L’intelligence pénalisée.
La valeur du
point d’indice est de 378 FCFA pour les indices compris entre 100 et 300,
et de 155 FCFA pour les indices compris entre 301 et 1140; c’est du nivellement
par le bas, l’intelligence est pénalisée ; l’ardeur au travail est
sanctionné négativement ; avec cela il ne faut pas être surpris de
l’inertie de notre Administration ; les cadres supérieurs ainsi condamnés
pour avoir fréquenté longtemps ; ils sont plus préoccupés par leurs fins
de mois à arrondir, et s’engagent dans des activités génératrices de revenus à
corps perdus, souvent sans rapport avec leur formation initiale, au détriment
de leurs services.
Il y a
injustice, discrimination salariale ; la valeur du point d’indice varie
d’un corps à l’autre ; il n’ y a pas d’échelonnement indiciaire unique
pour toute la fonction publique ; certains, comme les magistrats, les
militaires et les policiers vont jusqu’à 1400, tandis que d’autres s’arrêtent à
1140. on voit des statuts
particuliers par-ci, des statuts spéciaux par-là, etc., qui consacrent une
véritable ségrégation que rien de logique ne justifie.
La politique
salariale est ainsi marquée par l’iniquité, l’arbitraire, l’improvisation, la
navigation à vue ; elle est incohérente, inconséquente, inconsistante..
Cet état de
choses pose des problèmes qui ne peuvent être résolus que par la fixation, par
voie de négociation avec les représentants des travailleurs, de la rémunération
convenable telle que définie par Saint Thomas d’Aquin selon qui le juste salaire
est celui qui permet à son bénéficiaire d'avoir une vie conforme à sa position
sociale.

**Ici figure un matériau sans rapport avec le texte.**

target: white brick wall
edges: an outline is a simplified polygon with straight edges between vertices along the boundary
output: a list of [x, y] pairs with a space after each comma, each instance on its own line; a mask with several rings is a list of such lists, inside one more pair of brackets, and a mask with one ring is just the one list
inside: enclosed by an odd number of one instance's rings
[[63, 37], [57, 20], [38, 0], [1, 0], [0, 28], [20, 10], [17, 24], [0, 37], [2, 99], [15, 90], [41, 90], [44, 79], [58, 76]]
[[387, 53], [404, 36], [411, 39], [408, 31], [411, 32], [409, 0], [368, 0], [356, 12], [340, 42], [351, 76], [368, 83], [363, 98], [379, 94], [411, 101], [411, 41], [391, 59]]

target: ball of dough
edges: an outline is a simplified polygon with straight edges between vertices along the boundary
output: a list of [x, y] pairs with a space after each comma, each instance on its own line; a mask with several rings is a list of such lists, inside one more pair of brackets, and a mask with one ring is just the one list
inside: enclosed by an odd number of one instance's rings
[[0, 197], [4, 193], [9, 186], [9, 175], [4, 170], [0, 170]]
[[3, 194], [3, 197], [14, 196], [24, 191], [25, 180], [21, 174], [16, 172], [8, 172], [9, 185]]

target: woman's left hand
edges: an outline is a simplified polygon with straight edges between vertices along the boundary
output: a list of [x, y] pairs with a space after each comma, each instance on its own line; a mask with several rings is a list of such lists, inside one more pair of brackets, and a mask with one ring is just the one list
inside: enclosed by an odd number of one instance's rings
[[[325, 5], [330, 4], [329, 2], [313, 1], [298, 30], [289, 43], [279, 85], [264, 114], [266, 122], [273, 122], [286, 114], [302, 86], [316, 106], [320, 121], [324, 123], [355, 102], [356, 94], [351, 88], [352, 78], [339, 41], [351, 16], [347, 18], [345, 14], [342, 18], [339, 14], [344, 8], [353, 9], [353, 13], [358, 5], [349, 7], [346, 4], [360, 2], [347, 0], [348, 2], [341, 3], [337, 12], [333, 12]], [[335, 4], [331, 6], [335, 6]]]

Malheureusement, les autorités ne semblent pas pressées d’organiser
les élections professionnelles dans la fonction publique ; la sortie de
l’auberge n’est donc pas pour demain si les fonctionnaires continuent de se
croiser les bras en croyant à un père noël qui n’existe que dans les contes de
fées.
Obtenir un
avancement est un parcours du combattant au Cameroun ; vous devez aller à
Yaoundé déposer un dossier, et supposons qu’il ne disparaisse pas ; ce
dossier est traité pendant un temps indéterminé, et le pauvre fonctionnaire est
obligé d’effectuer de nombreux déplacements sur Yaoundé pour
« pousser » son dossier. Imaginez combien peuvent coûter tous ces
va-et-vient imprévus à celui qui est en poste à Ekondo Titi, à Mouloundou, à
Ngaoundéré, à Maroua, ou à Kousseri. Lorsque l’arrêté est signé, les effets
financiers ne suivent pas ; il faut porter soi même l’acte aux finances où
il faudra « bien parler » pour obtenir ces effets financiers, sans
les rappels. C’est pourtant précisé qu’une ampliation de l’arrêté devrait être
adressée aux finances pour exécution.
Et le Système
informatique de gestion intégrée des personnels de l’état et de la solde
(SIGIPES) ? Me direz-vous ? Sa mise en application, avec la
déconcentration de la gestion du personnel semble avoir plutôt compliqué les
choses. Embrouiller les procédures, telle est l’une de ces spécificités
camerounaises que nous devons au renouveau, et dont nous nous serions passés
bien volontiers. Qu’elle est loin, l’époque où le fonctionnaire était informé
de l’aboutissement de son dossier d’avancement par l’augmentation de son
salaire! Généralement, il faut composer plusieurs dossiers, parce que les
précédents disparaissent, aussi curieux que cela puisse paraître ; des
dossiers dûment enregistrés peuvent disparaître sans laisser de trace et il
faut recommencer. Le fonctionnaire souffre ainsi des dysfonctionnements dont il
n’est pas responsable. C’est pour cela qu’on trouve de nombreux agents qui
n’ont pas avancé de puis 7, 8, 9, voire 10 ans, par la faute de
l’Administration.
Le droit à la
santé, qui prévoit notamment que les dépenses de santé des fonctionnaires, de
leurs conjoints et de leurs enfants légitimes doivent être remboursés d’une
part, et l’évacuation sanitaire soit de l’intérieur du pays vers les hôpitaux
généraux, soit vers l’étranger, n’est pas effectif; les dossiers
disparaissent sans laisser de trace, pour ceux qui engagent la procédure.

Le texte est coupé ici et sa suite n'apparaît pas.